Get started with an overview of Crystal 1.0, a new frontend language inspired by Ruby with the power of C.
Crystal is a Ruby-like programming language with the power of C. Ruby/Rails developers especially should try this language because of its similarity to Ruby in syntax and pure elegance. Crystal offers the performance and efficiency of C, which is mostly used to write low-level systems with ease.

In this article, we will discuss the following topics, along with a few basic things Crystal can offer:

  • What is Crystal? (A short overview of Crystal)
  • Getting started with Crystal (installation process and guidelines for all OS)
  • Writing our first Crystal Lang: A simple program and HTTP server
  • Using variables, control expressions, classes, methods, and type reflection
  • How Crystal handles errors
  • Why Crystal?
  • The future of Crystal

What is Crystal?

Crystal was originally named Joy and began development in 2011. The first official version was released in 2014, and since then has been under constant development until March 2021 when Crystal 1.0 arrived.

Crystal is a statically-typed systems programming language with several important developer-friendly goals. Inspired by Ruby, Crystal has a gentle learning curve that makes it easy to read and write. It also offers type checking at runtime, but does not always require defining variable types or method arguments.

The team behind Crystal has made it clear that the similarity with Ruby is not the goal or the reason for this language. While inspired by Ruby’s productivity, Crystal compiles to native code with the use of LLVM, and uses type inference which automatically concludes the type of an expression at compile time.
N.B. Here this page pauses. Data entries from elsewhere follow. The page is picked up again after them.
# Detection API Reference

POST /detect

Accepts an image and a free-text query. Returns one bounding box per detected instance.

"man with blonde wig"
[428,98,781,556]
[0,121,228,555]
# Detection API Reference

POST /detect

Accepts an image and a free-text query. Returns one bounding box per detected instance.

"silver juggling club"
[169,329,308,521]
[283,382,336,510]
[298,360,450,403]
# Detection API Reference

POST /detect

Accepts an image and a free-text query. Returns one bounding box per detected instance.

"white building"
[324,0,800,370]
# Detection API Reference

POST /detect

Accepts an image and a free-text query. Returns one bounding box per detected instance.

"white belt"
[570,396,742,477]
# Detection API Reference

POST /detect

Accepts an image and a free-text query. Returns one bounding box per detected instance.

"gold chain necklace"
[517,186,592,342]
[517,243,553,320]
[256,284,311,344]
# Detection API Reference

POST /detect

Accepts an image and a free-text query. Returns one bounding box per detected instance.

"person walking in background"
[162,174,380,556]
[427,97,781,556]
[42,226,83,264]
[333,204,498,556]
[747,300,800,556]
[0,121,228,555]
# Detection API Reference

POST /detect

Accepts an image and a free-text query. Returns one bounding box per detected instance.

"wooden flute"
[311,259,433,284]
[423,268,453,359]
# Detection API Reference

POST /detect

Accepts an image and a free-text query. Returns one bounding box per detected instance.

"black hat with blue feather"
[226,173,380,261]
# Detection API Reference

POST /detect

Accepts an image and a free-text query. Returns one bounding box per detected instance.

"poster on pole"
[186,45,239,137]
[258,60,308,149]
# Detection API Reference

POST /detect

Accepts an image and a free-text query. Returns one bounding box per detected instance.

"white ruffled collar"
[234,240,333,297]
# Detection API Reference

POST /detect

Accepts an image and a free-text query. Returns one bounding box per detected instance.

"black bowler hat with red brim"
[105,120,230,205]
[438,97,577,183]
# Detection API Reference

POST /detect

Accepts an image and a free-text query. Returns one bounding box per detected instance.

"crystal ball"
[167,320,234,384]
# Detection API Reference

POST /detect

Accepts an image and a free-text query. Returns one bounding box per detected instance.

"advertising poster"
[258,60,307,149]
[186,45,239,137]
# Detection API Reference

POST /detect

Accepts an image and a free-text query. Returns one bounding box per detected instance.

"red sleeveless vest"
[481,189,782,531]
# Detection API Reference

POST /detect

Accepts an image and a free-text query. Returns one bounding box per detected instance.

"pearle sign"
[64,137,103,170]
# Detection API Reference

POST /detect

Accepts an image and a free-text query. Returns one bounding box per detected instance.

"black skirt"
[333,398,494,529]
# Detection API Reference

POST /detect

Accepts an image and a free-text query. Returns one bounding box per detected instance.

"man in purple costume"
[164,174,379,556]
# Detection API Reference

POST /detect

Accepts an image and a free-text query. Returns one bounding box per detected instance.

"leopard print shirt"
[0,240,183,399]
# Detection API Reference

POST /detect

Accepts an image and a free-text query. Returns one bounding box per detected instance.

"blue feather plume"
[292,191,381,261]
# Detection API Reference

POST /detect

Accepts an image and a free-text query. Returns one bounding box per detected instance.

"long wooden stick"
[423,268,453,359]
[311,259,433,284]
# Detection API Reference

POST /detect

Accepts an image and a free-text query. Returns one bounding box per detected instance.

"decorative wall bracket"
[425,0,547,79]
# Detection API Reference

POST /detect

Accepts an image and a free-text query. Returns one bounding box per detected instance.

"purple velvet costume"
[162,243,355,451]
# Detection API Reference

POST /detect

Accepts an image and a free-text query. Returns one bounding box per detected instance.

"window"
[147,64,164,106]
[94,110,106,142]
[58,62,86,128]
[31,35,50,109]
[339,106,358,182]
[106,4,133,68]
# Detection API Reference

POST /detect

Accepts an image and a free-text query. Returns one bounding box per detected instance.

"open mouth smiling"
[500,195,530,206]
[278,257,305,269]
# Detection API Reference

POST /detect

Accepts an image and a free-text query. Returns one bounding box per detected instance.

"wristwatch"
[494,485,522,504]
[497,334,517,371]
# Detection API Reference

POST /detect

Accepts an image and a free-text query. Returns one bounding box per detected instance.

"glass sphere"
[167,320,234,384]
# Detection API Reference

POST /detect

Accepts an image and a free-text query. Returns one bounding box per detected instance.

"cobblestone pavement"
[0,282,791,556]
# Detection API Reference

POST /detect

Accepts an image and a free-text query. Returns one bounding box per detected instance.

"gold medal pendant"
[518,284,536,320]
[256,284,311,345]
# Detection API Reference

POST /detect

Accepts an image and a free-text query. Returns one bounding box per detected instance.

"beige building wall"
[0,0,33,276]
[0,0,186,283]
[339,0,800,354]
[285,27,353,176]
Concurrency in Crystal works like that of Go, in that it uses threads called “fibers” to communicate without having to share memory. This is different from parallelism; two code paths cannot be executed at the same time, but are dependent on the previous task’s completion before the next task can begin. Crystal fibers are similar to those of an operating system thread except that they are lightweight and are managed by the process internally.

Crystal also boasts the ability to call C code just by writing bindings to it, which gives you the ability to pass data between the two. This allows us to take advantage of the strengths of both languages.

The team also clarified that Crystal will be backwards compatible with previous versions, meaning that while the built-in libraries are being updated, they will still work without needing an update. These built-in libraries are grouped into “shards” and dispensed using Git. A Shard is a package of Crystal code with built-in commands from its respective repository, and are available when you specify them through a YAML file.

Before Crystal 1.0, there had been subsequent releases without Crystal 1.0’s current language stability and significant compile stability, which make the language particularly useful. Future releases will be bug fixes or maintenance and will be regarded as patch releases.